Auf der Leinwand war er Gandalf, Magneto und Richard III. Im realen Leben wurde er von der britischen Königin zum Ritter geschlagen und kämpft seit Jahren an vorderster Front für die Rechte von Schwulen und Lesben. Nach Deutschland kommt er mit seiner Theater-Tour leider nicht. Aber anlässlich seines bevorstehenden grossen Geburtstag bringen wir erstmals und ungekürzt das Interview online, das er MANNSCHAFT 2016 gewährte. Das Gespräch führte Thomas Abeltshauser.

Sir McKellen, wie finden Sie das Älterwerden? Ich geniesse es sehr. Ich war noch nie so glücklich wie heute. Als junger Mensch war ich ziemlich schüchtern. Ich entdeckte die Schauspielerei und fühlte mich mehr unter Selbstkontrolle. Es machte mir Freude und ich wusste, was ich tat. Das gelang mir im wahren Leben damals keineswegs. Als schwuler Mann aufzuwachsen, ohne es jemandem sagen zu können, weil man als kriminell galt, weil es gegen das Gesetz war zu lieben, war schrecklich. Und das Schauspiel wurde zum Ort, an dem ich das Leben in vollen Zügen geniessen konnte, weil es nicht die reale Welt war. Erst heute habe ich das Selbstvertrauen und fühle, dass ich mein Leben selbst­bestimmt führen kann. Dieses Gefühl hatte ich damals überhaupt nicht.

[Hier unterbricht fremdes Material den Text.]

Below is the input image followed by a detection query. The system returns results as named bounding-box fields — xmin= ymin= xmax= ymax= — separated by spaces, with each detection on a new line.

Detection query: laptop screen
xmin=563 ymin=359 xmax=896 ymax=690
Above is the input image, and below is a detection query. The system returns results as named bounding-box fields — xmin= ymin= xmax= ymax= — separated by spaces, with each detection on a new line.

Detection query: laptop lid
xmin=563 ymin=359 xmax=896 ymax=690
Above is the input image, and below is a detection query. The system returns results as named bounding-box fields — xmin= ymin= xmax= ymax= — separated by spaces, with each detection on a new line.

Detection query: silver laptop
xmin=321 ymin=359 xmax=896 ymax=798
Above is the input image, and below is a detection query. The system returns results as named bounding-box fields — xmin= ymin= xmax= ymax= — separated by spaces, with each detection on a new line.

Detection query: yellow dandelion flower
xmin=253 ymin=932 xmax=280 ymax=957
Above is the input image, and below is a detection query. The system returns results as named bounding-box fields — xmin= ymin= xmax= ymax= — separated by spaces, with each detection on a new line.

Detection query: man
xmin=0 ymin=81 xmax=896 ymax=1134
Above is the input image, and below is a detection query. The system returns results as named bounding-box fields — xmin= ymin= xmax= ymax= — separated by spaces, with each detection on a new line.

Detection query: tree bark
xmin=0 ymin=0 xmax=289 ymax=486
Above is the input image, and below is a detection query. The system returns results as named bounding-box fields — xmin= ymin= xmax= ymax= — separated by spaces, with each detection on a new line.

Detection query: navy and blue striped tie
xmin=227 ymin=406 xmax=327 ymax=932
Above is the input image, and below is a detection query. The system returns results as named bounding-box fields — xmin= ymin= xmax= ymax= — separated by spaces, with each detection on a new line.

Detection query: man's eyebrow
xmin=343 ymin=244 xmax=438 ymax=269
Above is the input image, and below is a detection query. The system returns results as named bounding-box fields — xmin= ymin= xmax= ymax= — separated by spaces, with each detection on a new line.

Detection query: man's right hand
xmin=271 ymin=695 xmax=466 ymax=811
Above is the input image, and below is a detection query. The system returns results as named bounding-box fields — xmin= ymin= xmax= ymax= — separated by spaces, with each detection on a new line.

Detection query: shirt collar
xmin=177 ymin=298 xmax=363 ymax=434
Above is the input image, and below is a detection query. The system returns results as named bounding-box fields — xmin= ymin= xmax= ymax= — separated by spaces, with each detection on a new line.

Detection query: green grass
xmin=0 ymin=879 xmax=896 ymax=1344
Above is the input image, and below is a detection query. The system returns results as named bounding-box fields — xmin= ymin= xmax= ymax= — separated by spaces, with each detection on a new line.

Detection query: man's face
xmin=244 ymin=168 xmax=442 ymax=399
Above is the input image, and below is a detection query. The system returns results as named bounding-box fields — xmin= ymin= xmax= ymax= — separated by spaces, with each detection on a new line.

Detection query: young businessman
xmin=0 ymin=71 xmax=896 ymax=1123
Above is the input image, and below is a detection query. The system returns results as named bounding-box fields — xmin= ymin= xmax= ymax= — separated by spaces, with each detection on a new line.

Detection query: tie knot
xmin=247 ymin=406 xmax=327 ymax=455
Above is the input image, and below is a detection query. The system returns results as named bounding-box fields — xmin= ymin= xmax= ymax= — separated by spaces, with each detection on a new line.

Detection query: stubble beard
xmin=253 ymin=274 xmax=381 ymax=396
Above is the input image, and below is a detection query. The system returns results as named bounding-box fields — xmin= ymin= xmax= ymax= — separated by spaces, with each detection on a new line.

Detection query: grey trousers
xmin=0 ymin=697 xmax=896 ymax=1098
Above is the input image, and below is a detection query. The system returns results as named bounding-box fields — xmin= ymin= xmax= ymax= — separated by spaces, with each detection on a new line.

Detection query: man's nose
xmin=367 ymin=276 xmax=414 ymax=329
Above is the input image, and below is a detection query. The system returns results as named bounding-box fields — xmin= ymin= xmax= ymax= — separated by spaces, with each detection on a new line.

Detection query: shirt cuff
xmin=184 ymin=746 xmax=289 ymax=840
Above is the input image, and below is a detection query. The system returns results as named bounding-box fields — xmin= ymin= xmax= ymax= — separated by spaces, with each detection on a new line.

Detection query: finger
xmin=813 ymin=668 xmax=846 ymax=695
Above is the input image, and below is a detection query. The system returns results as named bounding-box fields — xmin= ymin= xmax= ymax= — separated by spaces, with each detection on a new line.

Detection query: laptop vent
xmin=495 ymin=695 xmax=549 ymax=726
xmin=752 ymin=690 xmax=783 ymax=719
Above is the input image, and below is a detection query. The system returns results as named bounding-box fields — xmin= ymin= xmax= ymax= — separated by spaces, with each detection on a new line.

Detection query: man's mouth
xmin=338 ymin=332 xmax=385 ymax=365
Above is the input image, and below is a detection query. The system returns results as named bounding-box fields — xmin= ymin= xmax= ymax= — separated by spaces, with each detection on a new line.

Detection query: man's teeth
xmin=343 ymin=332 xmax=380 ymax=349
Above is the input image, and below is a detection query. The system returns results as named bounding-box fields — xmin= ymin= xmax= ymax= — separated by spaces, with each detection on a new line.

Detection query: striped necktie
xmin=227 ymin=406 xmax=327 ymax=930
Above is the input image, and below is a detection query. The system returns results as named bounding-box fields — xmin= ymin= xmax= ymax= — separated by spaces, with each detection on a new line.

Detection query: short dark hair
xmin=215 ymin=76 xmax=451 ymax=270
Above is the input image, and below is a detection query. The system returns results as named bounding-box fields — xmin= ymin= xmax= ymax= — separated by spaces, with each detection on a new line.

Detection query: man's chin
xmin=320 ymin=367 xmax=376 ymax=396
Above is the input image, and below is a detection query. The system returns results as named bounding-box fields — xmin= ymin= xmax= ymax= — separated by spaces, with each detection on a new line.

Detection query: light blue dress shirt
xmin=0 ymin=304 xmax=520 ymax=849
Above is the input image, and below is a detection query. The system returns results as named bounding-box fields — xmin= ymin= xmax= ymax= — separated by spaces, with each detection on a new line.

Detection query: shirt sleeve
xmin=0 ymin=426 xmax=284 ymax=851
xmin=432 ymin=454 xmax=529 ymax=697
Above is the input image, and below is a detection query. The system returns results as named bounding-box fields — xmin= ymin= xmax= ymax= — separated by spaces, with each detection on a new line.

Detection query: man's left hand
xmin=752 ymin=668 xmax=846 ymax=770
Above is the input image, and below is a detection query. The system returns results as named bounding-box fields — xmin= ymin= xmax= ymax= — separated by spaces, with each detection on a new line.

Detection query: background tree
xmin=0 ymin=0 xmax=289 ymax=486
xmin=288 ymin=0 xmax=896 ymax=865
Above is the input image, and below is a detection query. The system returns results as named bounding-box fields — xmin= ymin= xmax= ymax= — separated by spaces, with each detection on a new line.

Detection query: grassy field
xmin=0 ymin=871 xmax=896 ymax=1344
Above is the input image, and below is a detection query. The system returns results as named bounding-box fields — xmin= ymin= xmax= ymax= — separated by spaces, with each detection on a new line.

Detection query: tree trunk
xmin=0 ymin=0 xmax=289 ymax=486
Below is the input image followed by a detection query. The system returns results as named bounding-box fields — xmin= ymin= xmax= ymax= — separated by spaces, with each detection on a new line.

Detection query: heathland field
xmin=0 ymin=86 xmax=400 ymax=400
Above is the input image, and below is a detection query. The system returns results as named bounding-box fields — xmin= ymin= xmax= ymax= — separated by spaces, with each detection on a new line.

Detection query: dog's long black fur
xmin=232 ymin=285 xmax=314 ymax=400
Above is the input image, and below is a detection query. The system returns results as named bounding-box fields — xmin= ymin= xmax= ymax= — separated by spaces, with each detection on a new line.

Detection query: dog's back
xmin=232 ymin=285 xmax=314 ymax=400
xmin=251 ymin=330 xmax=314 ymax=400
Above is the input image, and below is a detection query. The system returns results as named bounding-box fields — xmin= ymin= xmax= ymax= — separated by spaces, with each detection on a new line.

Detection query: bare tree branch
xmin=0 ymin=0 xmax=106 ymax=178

Wann änderte sich das? Als ich als Schauspieler erfolgreich wurde. Plötzlich konnte ich mich als etwas definieren, ich existierte. Und viel später, als ich dann mein Coming-out hatte, meine Stimme fand und mich traute, auch öffentlich über wichtige Dinge zu sprechen, wurde ich erst ein ganzer Mensch. Früher machte ich mir die ganze Zeit Gedanken, was andere von mir halten. Warum ich anders bin. Heute kümmert mich das nicht mehr. Im Gegenteil: ich bin stolz darauf!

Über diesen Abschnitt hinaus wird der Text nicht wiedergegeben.